Despite what some people might think, no job in the world is safe from the dreaded pink slip. Being a caddie on the PGA Tour is no different. Sure, you have those rare player-caddie relationships that look like they'll never end but eventually, there comes a time when both parties decide it's time to move on to greener pastures.
Following a run of 13 major championship victories with Tiger Woods, many people thought Stevie Williams would remain on the bag of the former No. 1 for the foreseeable future.
But following Woods' announcement that Williams' services were no longer needed, it's clear that even the best partnerships don't have staying power. However, there's always one exception to the rule, and that exception is Phil Mickelson and caddie Jim "Bones" Mackay.
The two have been together for over 15 years and have enjoyed four major championship victories. They're not only good friends on the course, but off it as well. If ever there was a player-caddie pairing that could break the mold, it would be this one.
But the thing is, Mackay doesn't expect to be on Mickelson's bag forever. Speaking to "The Dan Patrick Show," Mackay made it clear that while he's grateful to caddie for a top-class player like Mickelson, he doesn't expect to be on the bag forever.

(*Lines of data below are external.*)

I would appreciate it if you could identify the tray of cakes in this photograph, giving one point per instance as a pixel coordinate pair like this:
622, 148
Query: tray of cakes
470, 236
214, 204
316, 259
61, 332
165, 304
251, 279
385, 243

"Sure, absolutely ... I think you'd be crazy as a caddie not to," Mackay said, when asked if he expects Mickelson to fire him at some point. "It's part of the gig. In my 20 years there have certainly been some guys that have gotten fired and you say 'Holy cow, I can't believe that.' But after a while, you just grow to accept the fact that it's gonna happen, and that it just comes with the territory.
"If you've caddie long enough, you're going to get fired. That's just the reality of what we do."
If you've ever heard Mackay talk before, you know he's a realist. The guy doesn't hide his feeling when he talks. While it's hard to imagine Mickelson without Mackay on the bag, it just goes to show you that no caddie on tour feels their job is safe.
The job is the equivalent to a horse race. You hope you hitch your cart to a thoroughbred that can carry you until you have more than enough money. But even if you get lucky and grab a great horse, you have to expect that at some point they're going to go in a different direction.